Did you know that there were no deaths of U.S. soldiers in Afghanistan last week?

I learned this on Friday night, before the recitation of the Mourners' Kaddish during Shabbat services at Beth El Temple in Harrisburg, PA. I didn't see it in newspapers, although this morning I found references from the Associated Press to January's casualties being the lowest monthly number since 2008, with an explanation that it is related to troop withdrawal. If PBS's News Hour reported it with their weekly list of the troops lost in the war, I missed it (because I was in shul).

I was powerfully struck by the announcement. Instantaneously, I had an image of how for one week, no parent of an American soldier got the dreaded knock on the door about their child losing his or her life. Regardless of the political or tactical reasons that would account for the number, at that moment when our prayer service instructs us to think of death, there was one place where I realized that death did not reach this week.

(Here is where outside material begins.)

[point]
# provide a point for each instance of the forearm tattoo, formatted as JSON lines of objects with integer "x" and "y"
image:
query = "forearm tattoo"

Our liturgy is filled with ways to not only help us pass through suffering, but also opportunities to regularly be thankful for peacefulness and wholeness. I view the morning prayer, Asher Yatzarthanking God for the inner workings of our bodies, as well as prayers for healing and mourners kaddish, as brilliant reminders for us to notice the gift of each moment.

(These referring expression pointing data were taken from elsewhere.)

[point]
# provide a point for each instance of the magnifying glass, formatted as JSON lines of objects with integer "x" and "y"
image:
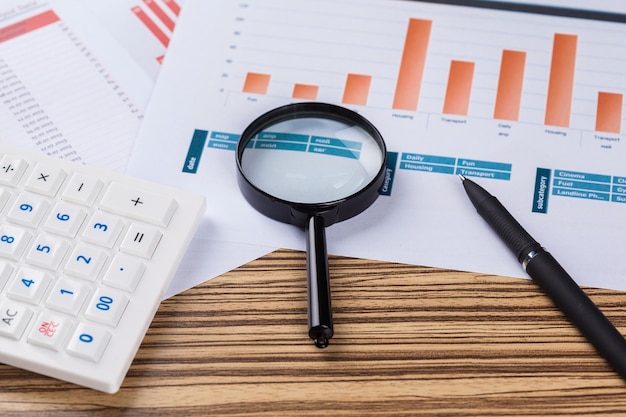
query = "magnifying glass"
{"x": 312, "y": 165}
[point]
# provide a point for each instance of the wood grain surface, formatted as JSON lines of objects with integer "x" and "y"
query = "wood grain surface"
{"x": 409, "y": 341}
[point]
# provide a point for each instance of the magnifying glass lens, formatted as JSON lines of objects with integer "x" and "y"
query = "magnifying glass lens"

Rabbi Eric Cytryn has included the names of the soldiers who died that week during Beth El's Shabbat services since 2003, when he began his tenure. Rabbi Cytryn said that it's possible that some people thought that it was a political statement, but he always considered it the role of a religious community to create awareness of matters of life and death. That is the power that is possible in a religious community of practice. For me, it was a beautiful example of how our communal practice of prayer can help us connect with matters that transcend politics, and continually give us opportunities to reflect on the gift of life.